S.T pulls into a deserted parking lot and Melody looks around at our dilapidated surroundings anxiously,
“This isn’t our destination, is it?” When no one replies she gulps nervously, “It, ah, doesn’t look very safe.”
I fix a light-hearted smile on my face and turn to face her, “That’s why we have Samuel and Julian. No one would dare mess with them!”
For any outsider observing our little group would have no clue that the most dangerous person in it was the small, delicate looking girl.

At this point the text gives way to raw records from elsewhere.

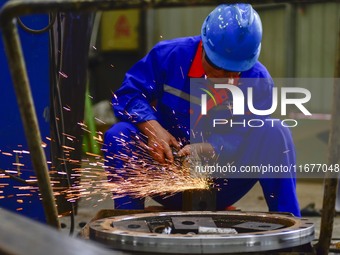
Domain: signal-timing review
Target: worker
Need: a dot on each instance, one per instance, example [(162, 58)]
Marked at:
[(153, 103)]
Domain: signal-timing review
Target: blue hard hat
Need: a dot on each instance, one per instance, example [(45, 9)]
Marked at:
[(231, 36)]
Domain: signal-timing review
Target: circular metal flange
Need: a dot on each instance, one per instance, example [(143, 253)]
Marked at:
[(178, 232)]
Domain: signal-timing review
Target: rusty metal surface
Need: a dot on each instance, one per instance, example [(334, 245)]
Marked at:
[(120, 232)]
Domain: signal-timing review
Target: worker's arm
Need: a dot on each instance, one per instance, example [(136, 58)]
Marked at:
[(160, 141), (143, 85)]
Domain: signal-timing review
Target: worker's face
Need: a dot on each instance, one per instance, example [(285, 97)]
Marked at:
[(212, 72)]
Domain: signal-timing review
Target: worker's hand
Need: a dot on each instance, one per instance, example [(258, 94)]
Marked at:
[(160, 141)]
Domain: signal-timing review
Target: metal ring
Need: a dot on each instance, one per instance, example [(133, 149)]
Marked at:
[(116, 233)]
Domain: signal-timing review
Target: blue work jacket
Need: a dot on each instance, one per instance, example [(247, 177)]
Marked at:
[(158, 88)]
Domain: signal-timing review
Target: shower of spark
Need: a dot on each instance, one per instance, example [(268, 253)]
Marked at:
[(140, 176)]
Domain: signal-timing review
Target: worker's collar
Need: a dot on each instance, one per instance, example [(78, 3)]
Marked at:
[(196, 69)]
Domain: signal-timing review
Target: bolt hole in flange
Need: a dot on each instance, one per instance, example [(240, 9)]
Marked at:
[(145, 232)]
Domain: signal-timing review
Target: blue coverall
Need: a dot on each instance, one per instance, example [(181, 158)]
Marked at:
[(156, 88)]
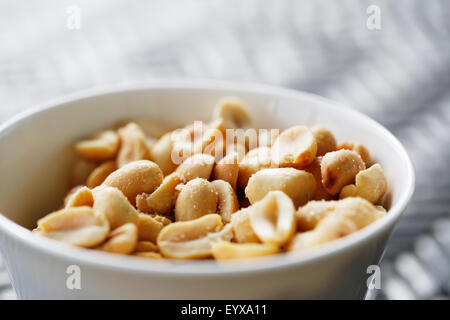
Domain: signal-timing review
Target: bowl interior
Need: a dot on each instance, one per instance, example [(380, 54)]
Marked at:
[(36, 148)]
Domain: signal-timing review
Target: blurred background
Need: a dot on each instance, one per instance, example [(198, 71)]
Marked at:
[(388, 59)]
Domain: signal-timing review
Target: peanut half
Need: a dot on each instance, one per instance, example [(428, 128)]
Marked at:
[(133, 145), (197, 198), (135, 178), (78, 226), (193, 239), (102, 147), (162, 200), (273, 218), (339, 169), (299, 185), (295, 146), (371, 184)]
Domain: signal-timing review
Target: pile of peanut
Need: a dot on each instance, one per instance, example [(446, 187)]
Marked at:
[(296, 189)]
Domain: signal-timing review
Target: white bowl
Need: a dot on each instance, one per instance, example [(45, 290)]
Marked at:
[(35, 162)]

And that’s just how I like it.
As we all pile out, I glance at Julian with apprehension; he’s been very quiet since we meet S.T, and I have no idea why. It’s worrisome.

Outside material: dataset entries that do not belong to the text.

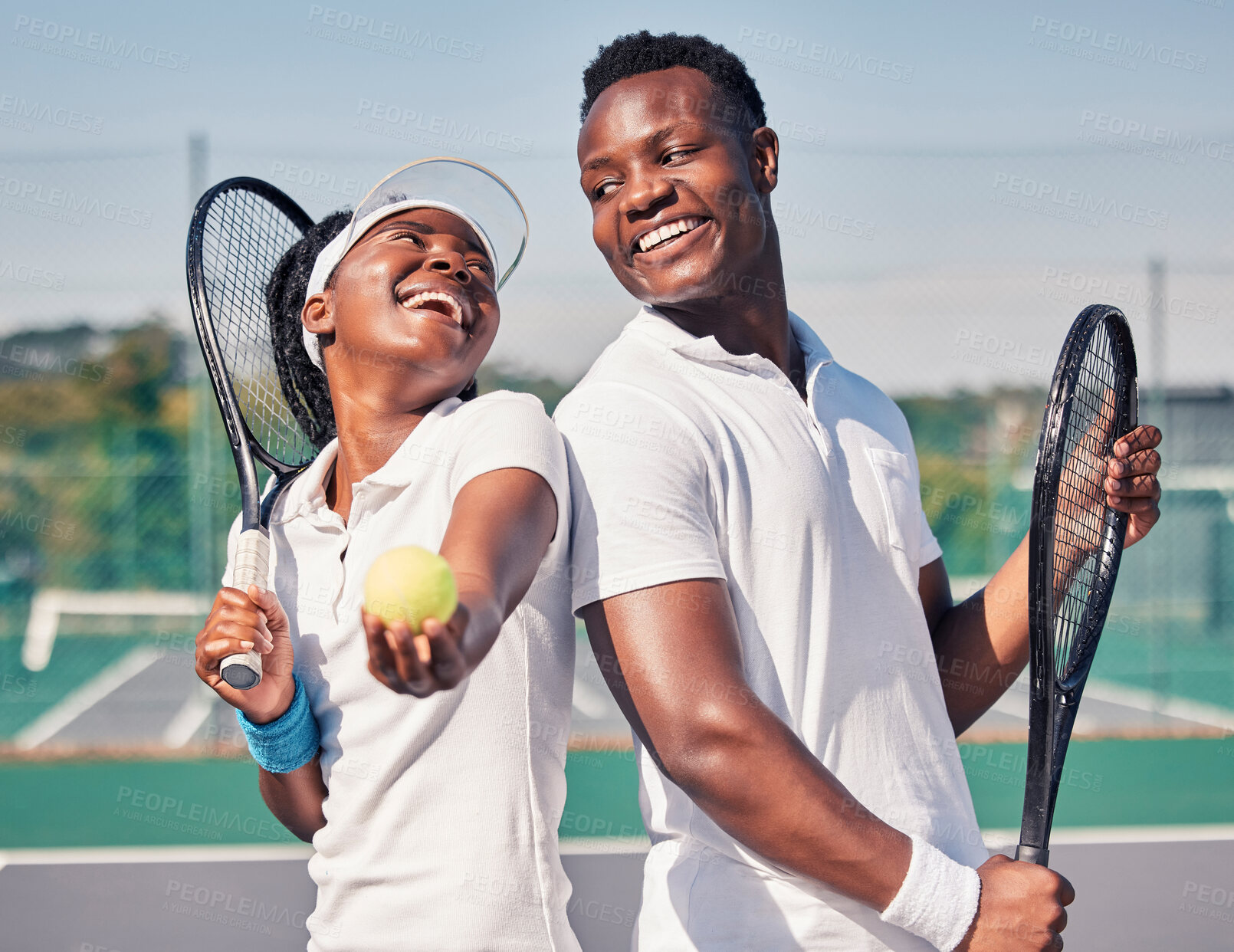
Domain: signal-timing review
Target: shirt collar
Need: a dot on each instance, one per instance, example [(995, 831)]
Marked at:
[(707, 350), (307, 491)]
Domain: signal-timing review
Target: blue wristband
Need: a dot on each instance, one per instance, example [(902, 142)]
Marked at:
[(285, 744)]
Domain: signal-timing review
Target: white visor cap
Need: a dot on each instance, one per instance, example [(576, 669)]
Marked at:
[(461, 188)]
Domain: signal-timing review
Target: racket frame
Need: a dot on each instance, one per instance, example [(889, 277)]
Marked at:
[(251, 564), (1053, 704)]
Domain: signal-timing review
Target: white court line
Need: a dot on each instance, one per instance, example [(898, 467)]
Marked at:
[(605, 846), (1167, 704), (76, 703), (71, 856), (995, 839), (1015, 703), (192, 714), (590, 703), (1076, 835)]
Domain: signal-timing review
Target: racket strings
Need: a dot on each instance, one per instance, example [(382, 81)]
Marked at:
[(243, 238), (1085, 549)]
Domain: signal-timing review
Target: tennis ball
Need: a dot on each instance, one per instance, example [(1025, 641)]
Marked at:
[(410, 584)]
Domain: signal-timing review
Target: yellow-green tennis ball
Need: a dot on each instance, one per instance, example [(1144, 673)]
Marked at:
[(410, 584)]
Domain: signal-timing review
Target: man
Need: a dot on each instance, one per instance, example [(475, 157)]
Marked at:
[(753, 566)]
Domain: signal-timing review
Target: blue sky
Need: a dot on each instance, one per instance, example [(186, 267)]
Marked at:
[(986, 94)]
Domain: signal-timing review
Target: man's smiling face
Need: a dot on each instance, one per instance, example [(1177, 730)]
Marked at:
[(678, 196)]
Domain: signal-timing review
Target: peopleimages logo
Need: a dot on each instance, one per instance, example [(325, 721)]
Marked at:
[(1072, 204), (1091, 44), (1167, 139), (48, 36)]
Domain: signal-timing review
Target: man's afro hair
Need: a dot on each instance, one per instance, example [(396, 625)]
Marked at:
[(643, 52)]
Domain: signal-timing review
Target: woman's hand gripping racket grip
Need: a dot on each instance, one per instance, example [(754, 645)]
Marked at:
[(252, 568)]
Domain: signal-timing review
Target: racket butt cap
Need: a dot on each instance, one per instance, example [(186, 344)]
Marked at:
[(238, 675), (1033, 855)]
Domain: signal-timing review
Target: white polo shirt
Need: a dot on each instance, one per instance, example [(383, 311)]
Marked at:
[(690, 462), (442, 814)]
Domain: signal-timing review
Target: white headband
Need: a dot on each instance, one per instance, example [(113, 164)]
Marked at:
[(350, 238)]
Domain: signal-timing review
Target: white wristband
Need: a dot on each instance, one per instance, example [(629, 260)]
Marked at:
[(938, 899)]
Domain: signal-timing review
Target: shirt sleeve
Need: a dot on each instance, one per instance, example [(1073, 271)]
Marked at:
[(511, 432), (641, 494), (928, 549)]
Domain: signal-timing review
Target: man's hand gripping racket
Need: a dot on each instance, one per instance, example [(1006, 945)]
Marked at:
[(1095, 491)]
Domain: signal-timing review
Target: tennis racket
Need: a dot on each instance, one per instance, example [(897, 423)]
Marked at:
[(240, 230), (1075, 546)]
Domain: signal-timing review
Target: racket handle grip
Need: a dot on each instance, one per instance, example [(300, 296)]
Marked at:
[(252, 567), (1033, 855)]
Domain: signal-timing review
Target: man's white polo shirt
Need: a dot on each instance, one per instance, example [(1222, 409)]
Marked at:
[(690, 462), (442, 815)]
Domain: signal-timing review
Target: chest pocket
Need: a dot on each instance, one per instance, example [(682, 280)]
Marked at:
[(898, 484)]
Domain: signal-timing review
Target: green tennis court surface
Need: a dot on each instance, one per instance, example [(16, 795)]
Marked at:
[(202, 802)]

I know he doesn’t trust me, and I sure as heck don’t trust him. I wish I knew what was going on in his head, but his face is unreadable. Is he making a plan to betray me, or is he just following along to gain information and then betray me? Whatever he’s planning, or thinking, I must always be on guard and ready for whatever he throws at me.
All this runs through my head as S.T leads the way to an old abandoned building next to the parking lot. The entrance into the underground is not all that different to the entrance to hell, back in Australia. It makes me expect the same type of establishment--but once inside, I can tell it’s nearly the complete opposite.
Instead of a den of iniquity, it looks to be more of a refugee camp. Many people crowd in the open space, and, through some open doors, I see what looks like makeshift homes all shoved into one room, to make space for others.
S.T traverses through the crowed hallways with ease until we come upon a much larger and (to my utter relief) emptier room.
“This is the revolutionaries’ headquarters, where Mar—where the royal ladies and the higher officials live. I’ll introduce you to a few people, then, if you don’t mind, I’d like to catch up with ‘Amelia’,” he chuckles apparently amused at my fake name, when in reality expertly hiding the fact that he’s not sure what to call me. “It’s been a while, you understand.”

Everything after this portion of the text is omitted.